AT&T has managed to be the sleaziest company in early 2019 by rolling out “updates” to a couple of their phones that change the network indicators to show that they’re using the carrier’s brand new 5G network. The only problem is that those phones that received updates aren’t 5G compatible, and the network they’re connecting to is AT&T’s run-of-the-mill 4G network.
Long story short, when those phones are on some upgraded parts of AT&T’s network they’ll show an indicator about using a 5GE, or 5G Evolution, network. That’s pure marketing fluff and something that every other carrier also offers, but none of them try to call their networks 5G.
Verizon called AT&T out for the silly tactic, but Sprint is going a step further by filing a lawsuit to stop AT&T from doing this at all.
To make a case for damages, Sprint even commissioned a survey that showed that over half of people think that AT&T’s 5GE network is the same or better as other 5G networks, and 43% think that if they were to purchase a phone from AT&T today it would be 5G capable. We all know neither of those things are true, but clearly some sizeable percentage of the general public doesn’t know better.
Sprint’s lawsuit wants AT&T to stop using the branding because it’s harming the general public while also hurting Sprint’s brand from an unfair comparison despite having the same type of network, and they’re not wrong. AT&T released a pretty terrible statement in defense of the practice.
“We understand why our competitors don’t like what we are doing, but our customers love it. We introduced 5G Evolution more than two years ago, clearly defining it as an evolutionary step to standards-based 5G. 5G Evolution and the 5GE indicator simply let customers know when their device is in an area where speeds up to twice as fast as standard LTE are available.
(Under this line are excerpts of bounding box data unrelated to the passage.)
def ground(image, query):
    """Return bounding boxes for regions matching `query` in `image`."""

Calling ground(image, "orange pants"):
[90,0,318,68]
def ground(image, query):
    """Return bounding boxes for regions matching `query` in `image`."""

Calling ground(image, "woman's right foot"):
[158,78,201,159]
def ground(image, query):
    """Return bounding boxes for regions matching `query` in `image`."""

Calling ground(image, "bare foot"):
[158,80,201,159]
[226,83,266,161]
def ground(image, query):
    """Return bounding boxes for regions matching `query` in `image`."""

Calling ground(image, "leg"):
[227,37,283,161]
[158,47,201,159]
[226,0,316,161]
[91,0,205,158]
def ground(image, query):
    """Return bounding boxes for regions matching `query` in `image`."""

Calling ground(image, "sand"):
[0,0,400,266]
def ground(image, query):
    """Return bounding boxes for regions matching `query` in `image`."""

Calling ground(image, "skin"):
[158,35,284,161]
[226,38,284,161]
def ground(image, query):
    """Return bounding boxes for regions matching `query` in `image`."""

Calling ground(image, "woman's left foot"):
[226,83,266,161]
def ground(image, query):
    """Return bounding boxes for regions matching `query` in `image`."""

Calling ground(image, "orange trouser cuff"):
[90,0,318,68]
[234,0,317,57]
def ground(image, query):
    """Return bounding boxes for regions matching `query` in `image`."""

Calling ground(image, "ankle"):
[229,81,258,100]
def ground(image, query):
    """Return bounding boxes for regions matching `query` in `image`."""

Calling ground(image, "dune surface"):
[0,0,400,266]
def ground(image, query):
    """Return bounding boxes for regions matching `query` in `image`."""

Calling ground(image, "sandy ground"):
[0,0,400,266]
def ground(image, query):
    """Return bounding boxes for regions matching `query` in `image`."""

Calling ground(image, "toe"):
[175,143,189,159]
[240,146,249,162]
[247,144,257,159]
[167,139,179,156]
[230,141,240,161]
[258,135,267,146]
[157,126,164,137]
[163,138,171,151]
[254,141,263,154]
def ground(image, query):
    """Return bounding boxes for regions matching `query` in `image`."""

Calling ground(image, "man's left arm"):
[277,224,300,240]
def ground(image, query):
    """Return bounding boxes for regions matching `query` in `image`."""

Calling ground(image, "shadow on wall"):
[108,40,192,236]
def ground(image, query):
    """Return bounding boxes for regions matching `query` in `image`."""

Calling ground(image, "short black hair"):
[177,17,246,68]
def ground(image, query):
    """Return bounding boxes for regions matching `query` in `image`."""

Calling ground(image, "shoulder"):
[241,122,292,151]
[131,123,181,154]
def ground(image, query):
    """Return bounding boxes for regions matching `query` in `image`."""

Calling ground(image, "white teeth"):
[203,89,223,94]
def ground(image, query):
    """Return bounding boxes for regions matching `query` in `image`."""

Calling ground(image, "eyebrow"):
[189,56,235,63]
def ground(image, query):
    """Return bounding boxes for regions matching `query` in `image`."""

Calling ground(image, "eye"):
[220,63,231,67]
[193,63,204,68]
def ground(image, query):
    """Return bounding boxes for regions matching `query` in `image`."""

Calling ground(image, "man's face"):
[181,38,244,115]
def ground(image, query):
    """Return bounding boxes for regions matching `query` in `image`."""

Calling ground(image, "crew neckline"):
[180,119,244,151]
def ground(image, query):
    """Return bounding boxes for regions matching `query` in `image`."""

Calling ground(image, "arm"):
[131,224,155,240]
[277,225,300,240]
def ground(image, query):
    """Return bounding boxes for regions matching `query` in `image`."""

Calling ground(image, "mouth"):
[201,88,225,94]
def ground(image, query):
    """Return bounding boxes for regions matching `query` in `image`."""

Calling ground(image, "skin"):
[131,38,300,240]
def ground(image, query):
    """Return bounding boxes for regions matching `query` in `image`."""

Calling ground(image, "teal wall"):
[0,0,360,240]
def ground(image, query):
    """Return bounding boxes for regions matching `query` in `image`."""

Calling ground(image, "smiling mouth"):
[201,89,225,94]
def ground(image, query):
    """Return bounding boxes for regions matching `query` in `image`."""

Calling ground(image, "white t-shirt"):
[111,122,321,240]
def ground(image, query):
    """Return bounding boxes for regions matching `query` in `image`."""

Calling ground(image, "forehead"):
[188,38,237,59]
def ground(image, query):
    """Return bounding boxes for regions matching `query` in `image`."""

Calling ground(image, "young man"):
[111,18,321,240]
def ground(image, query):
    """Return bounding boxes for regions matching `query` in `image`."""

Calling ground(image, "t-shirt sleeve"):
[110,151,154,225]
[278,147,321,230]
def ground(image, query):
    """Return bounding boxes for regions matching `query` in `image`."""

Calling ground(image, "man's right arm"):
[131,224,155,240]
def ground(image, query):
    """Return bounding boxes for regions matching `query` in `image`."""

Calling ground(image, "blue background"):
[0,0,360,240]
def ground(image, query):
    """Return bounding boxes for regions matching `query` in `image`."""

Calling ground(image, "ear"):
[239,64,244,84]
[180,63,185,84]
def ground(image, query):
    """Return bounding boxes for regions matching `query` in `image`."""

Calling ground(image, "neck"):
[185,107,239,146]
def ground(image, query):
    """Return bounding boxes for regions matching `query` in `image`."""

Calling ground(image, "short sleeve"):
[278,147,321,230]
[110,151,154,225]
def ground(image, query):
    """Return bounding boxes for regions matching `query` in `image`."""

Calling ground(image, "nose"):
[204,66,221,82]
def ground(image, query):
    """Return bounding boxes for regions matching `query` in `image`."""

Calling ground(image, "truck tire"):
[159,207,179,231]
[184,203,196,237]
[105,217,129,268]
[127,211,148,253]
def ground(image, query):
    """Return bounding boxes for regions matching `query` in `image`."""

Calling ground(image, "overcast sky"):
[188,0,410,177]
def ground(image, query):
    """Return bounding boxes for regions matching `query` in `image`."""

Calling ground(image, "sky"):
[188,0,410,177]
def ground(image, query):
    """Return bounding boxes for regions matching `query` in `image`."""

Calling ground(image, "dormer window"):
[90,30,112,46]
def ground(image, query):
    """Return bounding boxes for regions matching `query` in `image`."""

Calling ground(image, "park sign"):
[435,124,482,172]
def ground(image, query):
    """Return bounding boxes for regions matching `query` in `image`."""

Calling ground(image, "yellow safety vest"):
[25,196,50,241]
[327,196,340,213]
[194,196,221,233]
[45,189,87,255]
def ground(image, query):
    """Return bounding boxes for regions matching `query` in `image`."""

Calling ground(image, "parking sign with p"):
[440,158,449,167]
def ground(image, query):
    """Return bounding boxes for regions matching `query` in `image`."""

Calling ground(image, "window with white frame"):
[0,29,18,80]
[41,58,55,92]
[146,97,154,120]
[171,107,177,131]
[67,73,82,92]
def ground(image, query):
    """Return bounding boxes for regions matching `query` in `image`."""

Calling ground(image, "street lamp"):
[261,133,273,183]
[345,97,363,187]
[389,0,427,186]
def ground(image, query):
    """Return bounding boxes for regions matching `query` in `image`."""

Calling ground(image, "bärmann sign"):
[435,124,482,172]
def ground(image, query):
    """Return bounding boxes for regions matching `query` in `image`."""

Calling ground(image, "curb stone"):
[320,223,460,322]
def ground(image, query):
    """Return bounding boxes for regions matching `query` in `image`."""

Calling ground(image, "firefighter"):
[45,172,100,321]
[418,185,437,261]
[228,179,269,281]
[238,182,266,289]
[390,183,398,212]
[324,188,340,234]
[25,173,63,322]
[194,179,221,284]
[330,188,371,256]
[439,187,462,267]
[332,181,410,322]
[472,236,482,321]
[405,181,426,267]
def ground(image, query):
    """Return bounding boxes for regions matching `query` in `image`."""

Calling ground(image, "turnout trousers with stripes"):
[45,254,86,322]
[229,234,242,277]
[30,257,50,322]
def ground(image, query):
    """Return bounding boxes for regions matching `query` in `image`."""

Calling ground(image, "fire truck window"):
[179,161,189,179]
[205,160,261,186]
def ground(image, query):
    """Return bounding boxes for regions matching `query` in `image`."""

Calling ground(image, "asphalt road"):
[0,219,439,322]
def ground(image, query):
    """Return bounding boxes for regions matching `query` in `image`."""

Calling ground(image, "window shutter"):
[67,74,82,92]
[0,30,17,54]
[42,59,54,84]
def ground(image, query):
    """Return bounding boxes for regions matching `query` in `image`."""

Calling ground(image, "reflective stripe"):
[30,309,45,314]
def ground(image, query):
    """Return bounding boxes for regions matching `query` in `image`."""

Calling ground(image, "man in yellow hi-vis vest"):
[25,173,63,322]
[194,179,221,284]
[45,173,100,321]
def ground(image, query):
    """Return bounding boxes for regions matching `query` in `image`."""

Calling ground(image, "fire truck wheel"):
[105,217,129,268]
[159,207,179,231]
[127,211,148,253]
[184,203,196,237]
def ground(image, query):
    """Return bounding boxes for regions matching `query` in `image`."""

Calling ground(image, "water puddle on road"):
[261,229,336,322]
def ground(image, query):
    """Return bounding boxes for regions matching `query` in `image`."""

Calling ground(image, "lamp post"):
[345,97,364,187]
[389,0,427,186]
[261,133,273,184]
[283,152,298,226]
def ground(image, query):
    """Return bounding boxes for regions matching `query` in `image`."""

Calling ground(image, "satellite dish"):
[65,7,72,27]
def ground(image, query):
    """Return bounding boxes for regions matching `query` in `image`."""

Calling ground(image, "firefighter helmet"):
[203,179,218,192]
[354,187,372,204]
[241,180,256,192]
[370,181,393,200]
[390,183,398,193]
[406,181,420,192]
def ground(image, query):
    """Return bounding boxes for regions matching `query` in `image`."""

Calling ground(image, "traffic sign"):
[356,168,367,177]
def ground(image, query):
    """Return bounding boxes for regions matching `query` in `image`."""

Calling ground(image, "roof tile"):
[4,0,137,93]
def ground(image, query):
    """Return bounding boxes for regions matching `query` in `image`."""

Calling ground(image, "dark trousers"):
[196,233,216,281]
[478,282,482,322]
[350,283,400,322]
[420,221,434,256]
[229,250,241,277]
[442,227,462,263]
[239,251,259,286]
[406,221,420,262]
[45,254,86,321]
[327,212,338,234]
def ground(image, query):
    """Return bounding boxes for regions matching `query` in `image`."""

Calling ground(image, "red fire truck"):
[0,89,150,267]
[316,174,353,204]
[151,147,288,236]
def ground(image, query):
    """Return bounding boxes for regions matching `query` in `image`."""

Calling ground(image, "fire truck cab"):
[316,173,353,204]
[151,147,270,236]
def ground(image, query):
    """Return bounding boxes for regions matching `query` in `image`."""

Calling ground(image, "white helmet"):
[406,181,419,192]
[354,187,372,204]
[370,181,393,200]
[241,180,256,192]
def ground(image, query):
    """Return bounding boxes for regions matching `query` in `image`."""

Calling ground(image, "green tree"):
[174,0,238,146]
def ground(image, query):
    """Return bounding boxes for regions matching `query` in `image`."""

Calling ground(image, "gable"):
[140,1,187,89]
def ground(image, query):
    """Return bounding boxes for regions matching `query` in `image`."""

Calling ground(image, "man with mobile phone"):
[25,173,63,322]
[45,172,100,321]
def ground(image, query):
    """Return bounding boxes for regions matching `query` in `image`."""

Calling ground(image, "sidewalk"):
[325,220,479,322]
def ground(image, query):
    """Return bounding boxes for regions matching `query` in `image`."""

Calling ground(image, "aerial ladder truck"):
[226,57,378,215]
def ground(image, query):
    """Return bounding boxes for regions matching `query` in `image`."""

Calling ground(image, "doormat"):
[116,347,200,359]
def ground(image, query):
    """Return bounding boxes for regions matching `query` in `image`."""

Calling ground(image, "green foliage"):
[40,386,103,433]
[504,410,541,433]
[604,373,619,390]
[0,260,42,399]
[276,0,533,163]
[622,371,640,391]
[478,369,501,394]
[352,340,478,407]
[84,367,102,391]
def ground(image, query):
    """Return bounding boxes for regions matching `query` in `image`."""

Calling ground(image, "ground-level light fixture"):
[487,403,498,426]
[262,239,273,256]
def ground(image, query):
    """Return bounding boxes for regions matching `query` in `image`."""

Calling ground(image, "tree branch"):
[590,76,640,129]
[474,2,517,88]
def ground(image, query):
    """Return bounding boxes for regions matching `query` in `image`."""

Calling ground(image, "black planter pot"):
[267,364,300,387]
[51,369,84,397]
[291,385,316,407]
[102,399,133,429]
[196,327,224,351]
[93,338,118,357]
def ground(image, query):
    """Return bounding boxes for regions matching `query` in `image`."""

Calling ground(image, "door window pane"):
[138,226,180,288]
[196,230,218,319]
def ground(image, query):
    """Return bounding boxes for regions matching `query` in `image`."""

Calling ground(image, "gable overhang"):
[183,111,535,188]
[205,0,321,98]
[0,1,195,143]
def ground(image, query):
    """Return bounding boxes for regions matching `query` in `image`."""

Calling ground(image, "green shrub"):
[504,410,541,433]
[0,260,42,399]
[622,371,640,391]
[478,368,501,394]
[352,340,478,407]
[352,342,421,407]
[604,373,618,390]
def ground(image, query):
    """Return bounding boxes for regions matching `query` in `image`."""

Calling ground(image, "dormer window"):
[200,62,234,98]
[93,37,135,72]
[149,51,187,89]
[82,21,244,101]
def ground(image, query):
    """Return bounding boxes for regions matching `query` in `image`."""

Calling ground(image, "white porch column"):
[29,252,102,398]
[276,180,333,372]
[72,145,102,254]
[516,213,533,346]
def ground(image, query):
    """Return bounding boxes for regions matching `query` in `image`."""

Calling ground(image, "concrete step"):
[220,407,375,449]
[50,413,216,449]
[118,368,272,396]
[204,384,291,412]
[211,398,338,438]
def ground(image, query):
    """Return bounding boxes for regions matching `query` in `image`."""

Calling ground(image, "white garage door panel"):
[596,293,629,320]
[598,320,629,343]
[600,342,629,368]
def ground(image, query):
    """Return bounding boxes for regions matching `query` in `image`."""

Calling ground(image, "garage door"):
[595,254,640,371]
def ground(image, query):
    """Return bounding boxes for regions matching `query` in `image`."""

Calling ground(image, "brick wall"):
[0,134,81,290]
That’s what 5G Evolution is, and we are delighted to deliver it to our customers.
We will fight this lawsuit while continuing to deploy 5G Evolution in addition to standards-based mobile 5G. Customers want and deserve to know when they are getting better speeds. Sprint will have to reconcile its arguments to the FCC that it cannot deploy a widespread 5G network without T-Mobile while simultaneously claiming in this suit to be launching ‘legitimate 5G technology imminently.’”
AT&T knows that 5GE is simply rebadged LTE but doesn’t want to use the same LTE-Advanced branding that everyone else is using, which, yeah, seems pretty misleading to me. This one’s absolutely going to be a mess when it goes to court.